Sunset over Sydney Harbour. Picture: Noel Kessel Source: The Daily Telegraph

IT’S the scientific equivalent of the rich keep getting richer, and it appears to have the same outcome – the planet keeps getting warmer.

Scientists from the CSIRO in Hobart and the Lawrence Livermore National Laboratory in California have used the most accurate study yet of ocean saltiness to show the world’s dry areas, like Australia, are getting drier and its wet areas getting wetter.

And it’s happening at an alarming rate.

“It’s this idea that the rich get richer, so the high rainfall areas will become more rainy, and the low rainfall areas will become drier,” says research oceanographer Dr Susan Wijffels, co-author of a new paper which appears in the journal Science.

“We see that reflected in the (oceans’) surface salinity field where the salty areas are getting saltier and the fresh areas are getting fresher.”

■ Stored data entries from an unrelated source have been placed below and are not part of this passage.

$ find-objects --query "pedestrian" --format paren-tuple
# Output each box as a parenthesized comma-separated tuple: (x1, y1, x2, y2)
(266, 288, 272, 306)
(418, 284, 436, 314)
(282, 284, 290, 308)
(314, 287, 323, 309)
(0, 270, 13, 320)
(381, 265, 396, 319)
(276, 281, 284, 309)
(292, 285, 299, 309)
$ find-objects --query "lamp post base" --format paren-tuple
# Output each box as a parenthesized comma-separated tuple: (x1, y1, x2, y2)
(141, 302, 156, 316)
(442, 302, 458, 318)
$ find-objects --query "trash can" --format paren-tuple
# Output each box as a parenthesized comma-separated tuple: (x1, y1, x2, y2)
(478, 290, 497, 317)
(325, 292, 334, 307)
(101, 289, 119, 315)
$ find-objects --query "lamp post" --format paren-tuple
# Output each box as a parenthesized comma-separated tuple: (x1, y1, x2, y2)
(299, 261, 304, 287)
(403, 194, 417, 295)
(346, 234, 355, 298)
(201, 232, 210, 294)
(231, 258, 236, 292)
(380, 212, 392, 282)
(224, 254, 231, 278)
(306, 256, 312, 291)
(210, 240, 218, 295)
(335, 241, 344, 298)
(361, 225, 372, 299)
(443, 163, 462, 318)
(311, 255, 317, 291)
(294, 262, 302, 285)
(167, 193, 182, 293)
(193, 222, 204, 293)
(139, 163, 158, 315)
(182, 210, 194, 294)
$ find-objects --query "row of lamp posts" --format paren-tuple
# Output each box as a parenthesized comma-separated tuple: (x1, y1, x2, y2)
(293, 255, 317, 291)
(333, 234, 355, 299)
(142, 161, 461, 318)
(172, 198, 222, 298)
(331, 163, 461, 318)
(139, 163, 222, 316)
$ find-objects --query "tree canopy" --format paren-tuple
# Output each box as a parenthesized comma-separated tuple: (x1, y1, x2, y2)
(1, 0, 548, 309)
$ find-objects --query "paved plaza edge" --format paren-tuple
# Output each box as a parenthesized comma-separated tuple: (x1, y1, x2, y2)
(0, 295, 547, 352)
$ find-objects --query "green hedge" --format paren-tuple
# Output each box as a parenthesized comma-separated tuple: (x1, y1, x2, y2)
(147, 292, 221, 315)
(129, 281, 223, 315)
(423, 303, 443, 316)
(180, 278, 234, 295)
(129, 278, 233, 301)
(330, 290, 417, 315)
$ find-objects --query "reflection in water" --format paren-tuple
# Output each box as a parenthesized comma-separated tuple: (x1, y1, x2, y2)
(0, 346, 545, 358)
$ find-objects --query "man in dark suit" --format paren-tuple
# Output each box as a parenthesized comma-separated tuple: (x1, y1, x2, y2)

The scientific team says the rate at which the atmosphere moves water from dry spots to wet spots increased by four per cent between 1950-2000 – twice as fast as predicted by current climate models.

They conservatively estimate it could triple by the end of the century, leaving dry land masses like Australia struggling to meet their need for fresh water.

“We’re pretty sure that this is clear evidence it’s already happening, that the water cycle has accelerated and the rates at which it’s accelerating per degree of warming are probably higher than our current models project,” Dr Wijffels said.

“You can already see some of the small changes, some of the loss of rainfall that’s happened in some parts of Australia like the southwest, what a challenge that’s presented now to the water planning authorities around securing surface water supplies to feed the city of Perth.

“That loss is only a few per cent so, if we see a very large percentage change in how the water cycle functions, then it will be quite challenging.”

Australia would continue to experience the periodic El Nino and La Nina dry and wet spells, but the game would have very different rules.

“What we need to prepare for is an underlying, long-term change of the background,” Dr Wijffels said.

“El Nino and La Nina will continue to happen without a doubt, they’re going to be coming and going as they always have for thousands of years.

“Underneath that the base climate is going to be drifting … the dry areas are going to become even more water stressed and the wet regions will probably become wetter.”

The study is considered one of the most accurate of its type because data was collected from ocean monitoring equipment, including the Argo fleet of 3500 robotic floats deployed over the past decade.

Scientists have previously struggled to produce estimates of water cycle changes because land-based observations of rainfall and evaporation are sparse.